= Wudang Shengmu =

Wudang Shengmu (无当圣母 (Wúdāng Shèngmǔ, Holy Mother of Wudang)) is a character in the Chinese Ming dynasty novel Investiture of the Gods (Fengshen Yanyi). She is one of the four principal disciples of Tongtian Jiaozhu, the leader of the Jie Sect (截教). In later sources, Wudang Shengmu is identified with Lishan Laomu, the goddess of Mount Li.

== In Fengshen Yanyi ==

Wudang Shengmu is one of Tongtian Jiaozhu's four principal disciples, alongside Duobao Daoren, Jinling Shengmu, and Guiling Shengmu. She is present during the battle of the Ten Thousand Immortals Array (万仙阵), where the Jie Sect faces the forces of Laozi, Yuanshi Tianzun, Jieyin Daoren, and Zhunti Daoren.

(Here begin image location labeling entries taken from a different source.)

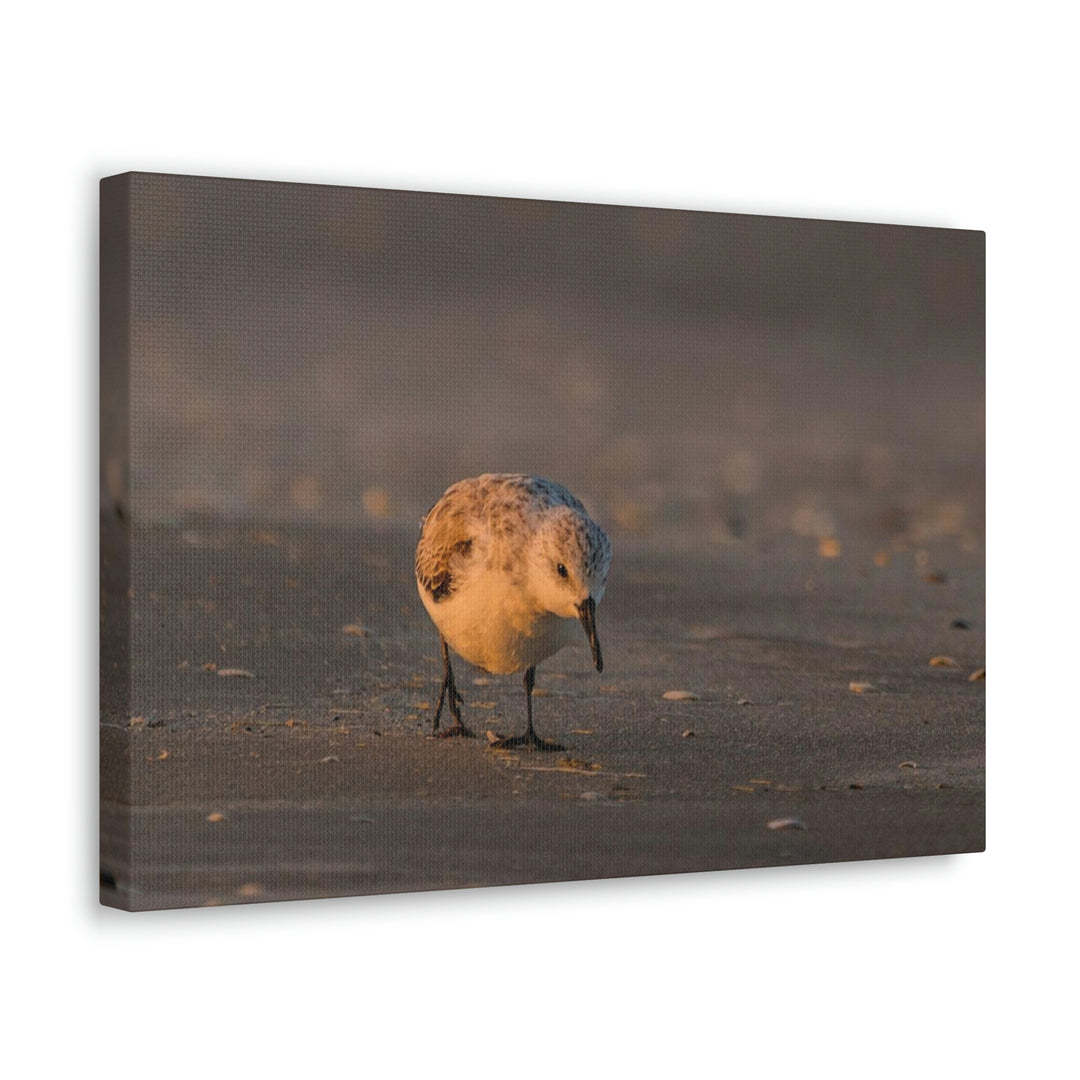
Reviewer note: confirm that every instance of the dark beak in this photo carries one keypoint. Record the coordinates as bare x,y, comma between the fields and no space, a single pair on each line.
586,612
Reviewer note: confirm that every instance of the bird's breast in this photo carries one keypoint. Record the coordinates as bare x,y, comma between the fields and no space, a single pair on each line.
495,624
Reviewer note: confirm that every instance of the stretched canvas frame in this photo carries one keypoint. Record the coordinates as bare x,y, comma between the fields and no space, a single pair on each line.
778,421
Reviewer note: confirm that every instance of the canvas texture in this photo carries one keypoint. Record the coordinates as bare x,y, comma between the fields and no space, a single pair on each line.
726,564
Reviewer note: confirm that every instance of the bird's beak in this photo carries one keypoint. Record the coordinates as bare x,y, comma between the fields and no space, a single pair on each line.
586,612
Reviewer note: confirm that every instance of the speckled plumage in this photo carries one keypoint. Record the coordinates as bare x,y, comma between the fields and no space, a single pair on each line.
505,566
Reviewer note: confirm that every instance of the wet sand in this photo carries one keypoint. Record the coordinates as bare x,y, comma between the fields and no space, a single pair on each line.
315,777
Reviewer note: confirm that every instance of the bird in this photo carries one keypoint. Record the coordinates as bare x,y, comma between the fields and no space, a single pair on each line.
510,568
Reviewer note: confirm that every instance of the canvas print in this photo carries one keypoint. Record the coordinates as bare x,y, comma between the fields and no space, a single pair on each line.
454,541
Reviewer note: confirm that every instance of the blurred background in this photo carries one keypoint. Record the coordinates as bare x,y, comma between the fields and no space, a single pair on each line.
340,355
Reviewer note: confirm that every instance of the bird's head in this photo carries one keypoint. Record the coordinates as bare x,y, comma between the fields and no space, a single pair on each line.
568,569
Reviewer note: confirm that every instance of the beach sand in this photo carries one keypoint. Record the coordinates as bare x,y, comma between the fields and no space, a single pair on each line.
310,772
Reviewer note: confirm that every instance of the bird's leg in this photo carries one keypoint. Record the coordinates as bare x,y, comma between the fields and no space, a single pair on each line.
529,740
455,700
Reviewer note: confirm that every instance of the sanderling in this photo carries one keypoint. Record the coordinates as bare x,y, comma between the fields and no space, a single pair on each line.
505,566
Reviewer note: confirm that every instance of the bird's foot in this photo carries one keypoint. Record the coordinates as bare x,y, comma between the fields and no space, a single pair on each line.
528,741
455,729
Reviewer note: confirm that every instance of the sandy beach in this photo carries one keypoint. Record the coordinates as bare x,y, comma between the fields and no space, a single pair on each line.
273,743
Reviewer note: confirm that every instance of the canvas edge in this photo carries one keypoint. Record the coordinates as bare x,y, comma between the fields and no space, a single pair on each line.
115,552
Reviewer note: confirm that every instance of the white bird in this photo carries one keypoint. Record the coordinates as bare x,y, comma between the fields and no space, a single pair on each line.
508,566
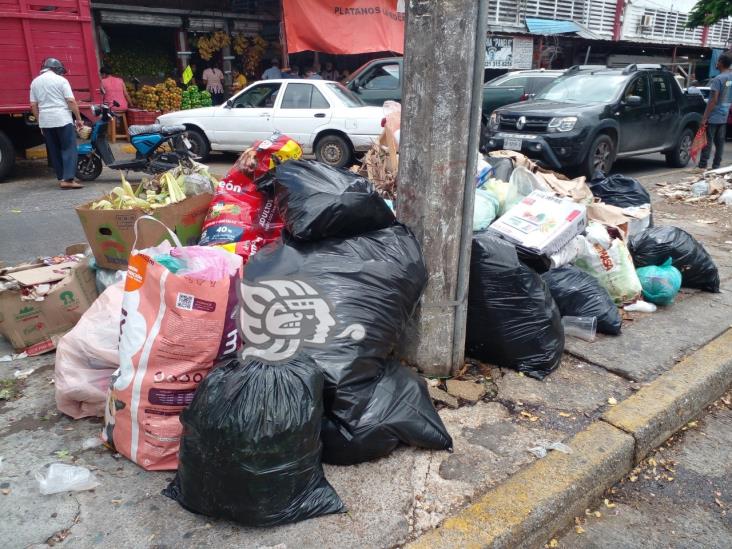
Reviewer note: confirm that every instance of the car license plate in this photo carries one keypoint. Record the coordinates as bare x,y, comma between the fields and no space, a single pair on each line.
512,144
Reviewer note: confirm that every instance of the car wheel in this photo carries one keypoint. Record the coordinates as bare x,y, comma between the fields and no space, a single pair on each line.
7,156
601,156
88,167
333,150
199,144
681,154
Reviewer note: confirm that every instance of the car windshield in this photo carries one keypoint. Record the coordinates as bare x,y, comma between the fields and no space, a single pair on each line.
347,97
584,88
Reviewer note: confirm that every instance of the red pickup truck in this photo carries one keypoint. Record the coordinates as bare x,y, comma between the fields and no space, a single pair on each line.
29,33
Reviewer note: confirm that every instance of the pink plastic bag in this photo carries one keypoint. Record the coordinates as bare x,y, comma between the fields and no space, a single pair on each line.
174,329
87,357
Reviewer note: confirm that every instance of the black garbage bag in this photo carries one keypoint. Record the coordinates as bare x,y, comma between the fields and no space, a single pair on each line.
359,292
400,410
502,167
318,201
250,450
619,190
577,293
656,245
513,321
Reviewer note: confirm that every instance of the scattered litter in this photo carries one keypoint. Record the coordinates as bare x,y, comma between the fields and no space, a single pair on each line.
66,478
91,442
641,306
541,451
22,374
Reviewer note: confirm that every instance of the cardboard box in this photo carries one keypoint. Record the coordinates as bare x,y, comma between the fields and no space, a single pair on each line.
542,222
36,326
111,233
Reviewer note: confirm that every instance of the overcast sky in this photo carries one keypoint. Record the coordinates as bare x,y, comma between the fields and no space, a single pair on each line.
675,5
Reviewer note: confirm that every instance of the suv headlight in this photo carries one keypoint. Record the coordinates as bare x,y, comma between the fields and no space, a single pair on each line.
562,124
494,121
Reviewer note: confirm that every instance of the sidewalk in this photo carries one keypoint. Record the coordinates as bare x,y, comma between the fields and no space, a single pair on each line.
391,501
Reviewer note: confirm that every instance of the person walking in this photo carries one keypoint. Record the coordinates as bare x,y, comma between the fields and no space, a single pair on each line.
213,79
239,81
273,72
53,104
330,72
114,89
715,115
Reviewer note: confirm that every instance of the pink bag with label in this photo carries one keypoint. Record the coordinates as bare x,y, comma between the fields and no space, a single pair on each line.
174,328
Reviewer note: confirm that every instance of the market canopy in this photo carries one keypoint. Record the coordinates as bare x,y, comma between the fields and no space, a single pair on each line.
344,26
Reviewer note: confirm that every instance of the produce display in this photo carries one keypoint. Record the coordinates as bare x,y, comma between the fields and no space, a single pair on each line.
165,188
161,97
192,98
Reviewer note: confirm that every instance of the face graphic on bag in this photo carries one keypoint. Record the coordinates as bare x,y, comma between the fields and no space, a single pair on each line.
278,317
133,331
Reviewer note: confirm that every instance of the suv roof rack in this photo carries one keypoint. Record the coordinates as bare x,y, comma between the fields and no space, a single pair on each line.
634,67
575,68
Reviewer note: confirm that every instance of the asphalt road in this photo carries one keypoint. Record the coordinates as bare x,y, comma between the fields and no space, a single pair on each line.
38,219
680,498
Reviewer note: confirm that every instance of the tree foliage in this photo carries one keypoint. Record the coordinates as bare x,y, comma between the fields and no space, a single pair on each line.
708,12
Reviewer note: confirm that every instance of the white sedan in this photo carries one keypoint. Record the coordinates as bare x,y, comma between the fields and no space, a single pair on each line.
326,118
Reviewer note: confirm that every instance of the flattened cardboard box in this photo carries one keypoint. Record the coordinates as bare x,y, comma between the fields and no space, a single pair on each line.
36,326
111,233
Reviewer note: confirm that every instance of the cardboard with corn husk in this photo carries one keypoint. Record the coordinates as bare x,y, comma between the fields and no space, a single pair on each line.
111,233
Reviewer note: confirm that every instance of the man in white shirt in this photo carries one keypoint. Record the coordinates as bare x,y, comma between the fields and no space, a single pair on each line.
53,103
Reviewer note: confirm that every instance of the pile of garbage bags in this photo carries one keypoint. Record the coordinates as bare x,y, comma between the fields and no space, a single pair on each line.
565,248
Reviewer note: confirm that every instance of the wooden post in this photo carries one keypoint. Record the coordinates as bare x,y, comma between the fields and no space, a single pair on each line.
441,102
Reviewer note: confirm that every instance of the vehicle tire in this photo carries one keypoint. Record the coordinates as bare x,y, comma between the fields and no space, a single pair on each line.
7,156
334,151
680,155
600,156
199,144
89,167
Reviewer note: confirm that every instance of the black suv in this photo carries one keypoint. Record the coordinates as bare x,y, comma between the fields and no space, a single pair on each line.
592,115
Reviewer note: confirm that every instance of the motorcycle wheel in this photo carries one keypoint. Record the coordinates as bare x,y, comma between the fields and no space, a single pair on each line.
88,167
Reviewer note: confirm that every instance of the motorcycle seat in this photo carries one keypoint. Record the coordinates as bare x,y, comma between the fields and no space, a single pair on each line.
154,128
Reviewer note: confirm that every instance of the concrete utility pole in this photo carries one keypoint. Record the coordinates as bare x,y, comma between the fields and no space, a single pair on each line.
444,57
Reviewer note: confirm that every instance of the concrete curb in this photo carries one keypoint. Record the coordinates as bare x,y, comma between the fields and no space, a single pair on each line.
531,506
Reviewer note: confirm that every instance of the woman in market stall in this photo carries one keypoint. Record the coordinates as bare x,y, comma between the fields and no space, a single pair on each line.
213,79
114,89
239,82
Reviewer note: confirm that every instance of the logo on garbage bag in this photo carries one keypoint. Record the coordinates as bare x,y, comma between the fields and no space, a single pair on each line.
279,317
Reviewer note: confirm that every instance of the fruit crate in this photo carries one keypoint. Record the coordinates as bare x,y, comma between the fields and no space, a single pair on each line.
140,117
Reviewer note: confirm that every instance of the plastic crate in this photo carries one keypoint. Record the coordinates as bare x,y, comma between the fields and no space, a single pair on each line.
140,117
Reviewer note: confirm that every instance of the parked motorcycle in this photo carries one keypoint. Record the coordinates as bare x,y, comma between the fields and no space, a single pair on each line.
158,148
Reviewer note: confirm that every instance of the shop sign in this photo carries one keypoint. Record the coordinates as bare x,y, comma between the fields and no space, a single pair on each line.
509,52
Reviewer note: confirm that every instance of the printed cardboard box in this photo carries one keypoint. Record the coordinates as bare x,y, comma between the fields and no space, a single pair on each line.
111,233
36,326
542,222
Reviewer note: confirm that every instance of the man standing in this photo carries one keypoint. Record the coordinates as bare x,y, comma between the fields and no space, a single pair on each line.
273,72
53,103
715,116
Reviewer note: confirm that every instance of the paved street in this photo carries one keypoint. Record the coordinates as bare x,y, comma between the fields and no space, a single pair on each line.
390,500
680,497
37,218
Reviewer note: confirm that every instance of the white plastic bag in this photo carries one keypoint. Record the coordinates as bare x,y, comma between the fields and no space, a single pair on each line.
87,357
66,478
609,261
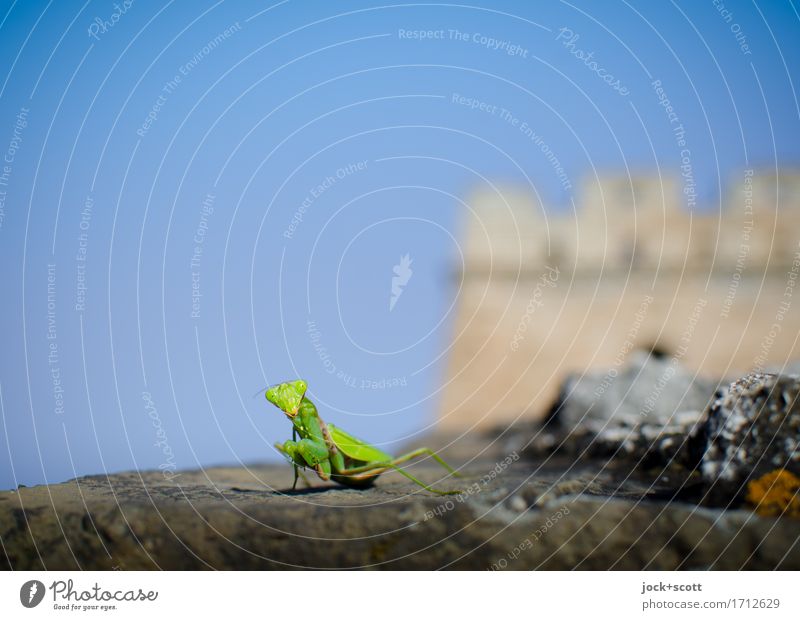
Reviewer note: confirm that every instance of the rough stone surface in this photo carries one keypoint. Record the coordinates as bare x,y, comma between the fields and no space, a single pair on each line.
649,390
515,513
752,428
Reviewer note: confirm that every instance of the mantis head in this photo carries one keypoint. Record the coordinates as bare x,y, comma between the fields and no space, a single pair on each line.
287,396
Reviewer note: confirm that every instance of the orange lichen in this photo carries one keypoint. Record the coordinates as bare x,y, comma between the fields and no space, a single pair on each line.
774,494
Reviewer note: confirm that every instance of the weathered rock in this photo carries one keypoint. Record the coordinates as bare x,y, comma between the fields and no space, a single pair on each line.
554,513
649,390
751,429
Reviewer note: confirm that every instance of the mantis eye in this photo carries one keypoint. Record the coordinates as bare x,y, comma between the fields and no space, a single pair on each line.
287,396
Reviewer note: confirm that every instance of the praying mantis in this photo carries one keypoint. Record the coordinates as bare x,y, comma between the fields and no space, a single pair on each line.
330,451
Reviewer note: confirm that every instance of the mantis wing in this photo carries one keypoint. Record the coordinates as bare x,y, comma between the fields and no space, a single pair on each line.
357,449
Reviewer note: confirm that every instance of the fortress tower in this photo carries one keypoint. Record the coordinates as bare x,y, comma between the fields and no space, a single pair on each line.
546,293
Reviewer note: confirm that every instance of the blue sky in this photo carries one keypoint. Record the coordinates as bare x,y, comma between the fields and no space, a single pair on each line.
143,136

During the battle, Wudang Shengmu is described as fighting among the Jie Sect's immortals. As the formation begins to fail, the novel states that she leaves the battlefield. The text subsequently describes the destruction of the Ten Thousand Immortals Array and the fates of other members of the Jie Sect, but gives no further account of Wudang Shengmu.

The novel does not show Wudang Shengmu being killed or captured during the battle. Jinling Shengmu is killed by Randeng Daoren, while Guiling Shengmu is captured by Jieyin Daoren and subsequently dies after being attacked by mosquitoes.

== Association with Lishan Laomu ==

Wudang Shengmu's fate after the battle is not explained in Investiture of the Gods. The novel states only that she leaves when the formation is failing. The association of the name "Wudang" with Lishan Laomu (骊山老母) appears in the Ming dynasty novel The Eunuch Sanbao's Journey to the Western Ocean (Sanbao Taijian Xiyang Ji). In its forty-fourth chapter, Lishan Laomu is referred to as "治世无当老母" while discussing her intervention in the conflict involving the Buddhist monk Bifeng.

The passage shows that the name "无当老母" was associated with Lishan Laomu in Ming-dynasty vernacular fiction. It does not, however, state that the Wudang Shengmu of Investiture of the Gods became Lishan Laomu after the battle.

The Taishan Baojuan (《巍巍不动太山深根结果宝卷》) also uses the expression "诸佛母，藏经母，三教母，无当母". A study of Ming and Qing religious traditions cites this passage in discussing the relationship between the concepts of "mother" and "ancestor" in the text. This use of "无当母" does not identify the figure with Wudang Shengmu from Investiture of the Gods.

== Worship ==

A field study by the Institute of Qing History at Renmin University of China records Wudang Shengmu among the goddesses enshrined at the Niangniang Temple in Gegu, Tianjin. From the Qing dynasty to the Republican period, the temple's main hall contained 13 goddesses, with Wudang Shengmu among the four goddesses placed on the left side of the altar.